UNASSIGNED: The obtained results show that both routes of systemic transplantation (IV and IA) significantly reduced the mortality and improved the neurological deficit of experimental animals compared to the control group. At the same time, according to the MRI data, only IA administration led to faster and prominent reduction of the stroke volume. After IA administration, iNPCs transiently trapped in the brain and were not detected on day 7 after the transplantation. In case of IV injection, transplanted cells were not visualized in the brain. The obtained data demonstrated that the systemic transplantation of human iNPCs in the acute phase of ischemic stroke can be a promising therapeutic strategy.
摘要:
■根据在动物中风模型中进行的多项临床前研究的结果,使用神经祖细胞(NPC)的细胞疗法是一种有前途的缺血性中风治疗方法。在绝大多数进行的动物研究中,NPC的治疗效果在脑内移植后估计,而全身给药有效性的信息有限。如今,我们还进行了几项旨在评估NPCs移植在卒中患者中的安全性和有效性的临床试验.在这些研究中,NPC在中风的亚急性/慢性期进行脑内移植。临床试验结果证实了该方法的安全性,然而,在大多数研究中,功能改善程度(主要疗效终点)不足.因此,需要更多的研究来研究最佳的移植参数,特别是中风发作后细胞移植的时机。这项研究旨在评估动脉内(IA)和静脉内(IV)施用源自诱导多能干细胞(iNPC)的NPC在大鼠实验性中风急性期的治疗效果。选择诱导多能干细胞作为NPCs的来源,因为这项技术的观点,没有道德问题,并提供个性化医疗。
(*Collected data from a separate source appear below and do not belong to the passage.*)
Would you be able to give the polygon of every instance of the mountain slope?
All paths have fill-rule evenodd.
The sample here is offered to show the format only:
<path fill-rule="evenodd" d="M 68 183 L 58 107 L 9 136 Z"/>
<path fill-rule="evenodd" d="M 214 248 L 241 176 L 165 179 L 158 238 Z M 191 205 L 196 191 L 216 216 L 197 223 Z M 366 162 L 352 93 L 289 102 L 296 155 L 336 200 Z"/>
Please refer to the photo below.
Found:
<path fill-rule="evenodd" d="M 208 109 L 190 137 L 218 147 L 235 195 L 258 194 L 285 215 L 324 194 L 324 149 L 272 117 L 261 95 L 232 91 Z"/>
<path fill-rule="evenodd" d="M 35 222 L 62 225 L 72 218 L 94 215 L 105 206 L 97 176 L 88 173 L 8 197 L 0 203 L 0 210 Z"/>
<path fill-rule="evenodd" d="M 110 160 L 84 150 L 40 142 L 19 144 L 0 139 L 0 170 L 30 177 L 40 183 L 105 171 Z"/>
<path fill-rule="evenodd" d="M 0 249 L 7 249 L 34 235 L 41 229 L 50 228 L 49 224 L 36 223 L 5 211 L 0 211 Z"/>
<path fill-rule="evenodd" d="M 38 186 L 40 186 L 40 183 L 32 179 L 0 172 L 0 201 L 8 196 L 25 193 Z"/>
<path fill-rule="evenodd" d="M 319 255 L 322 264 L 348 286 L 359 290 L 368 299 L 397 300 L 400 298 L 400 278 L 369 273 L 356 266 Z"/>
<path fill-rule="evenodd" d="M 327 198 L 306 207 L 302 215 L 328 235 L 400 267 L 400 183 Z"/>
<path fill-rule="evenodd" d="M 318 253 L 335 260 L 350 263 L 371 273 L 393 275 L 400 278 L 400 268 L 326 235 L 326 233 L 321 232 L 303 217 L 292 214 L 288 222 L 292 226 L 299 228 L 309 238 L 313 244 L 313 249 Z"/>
■在大脑中动脉阻塞中风建模后24小时,将人iNPCsIA或IV移植到雄性Wistar大鼠中。监测治疗效果14天,并与无细胞移植对照组进行比较。此外,评估大脑中的细胞分布。
■获得的结果表明,与对照组相比,全身移植的两种途径(IV和IA)均显着降低了死亡率,并改善了实验动物的神经功能缺损。同时,根据核磁共振数据,只有IA给药导致更快、更显著的每搏输出量降低.IA管理后,iNPC暂时捕获在脑中并且在移植后第7天未检测到。在静脉注射的情况下,移植的细胞在大脑中没有可见。获得的数据表明,在缺血性中风的急性期进行人iNPC的全身移植可能是一种有前途的治疗策略。
■在大脑中动脉阻塞中风建模后24小时,将人iNPCsIA或IV移植到雄性Wistar大鼠中。监测治疗效果14天,并与无细胞移植对照组进行比较。此外,评估大脑中的细胞分布。
■获得的结果表明,与对照组相比,全身移植的两种途径(IV和IA)均显着降低了死亡率,并改善了实验动物的神经功能缺损。同时,根据核磁共振数据,只有IA给药导致更快、更显著的每搏输出量降低.IA管理后,iNPC暂时捕获在脑中并且在移植后第7天未检测到。在静脉注射的情况下,移植的细胞在大脑中没有可见。获得的数据表明,在缺血性中风的急性期进行人iNPC的全身移植可能是一种有前途的治疗策略。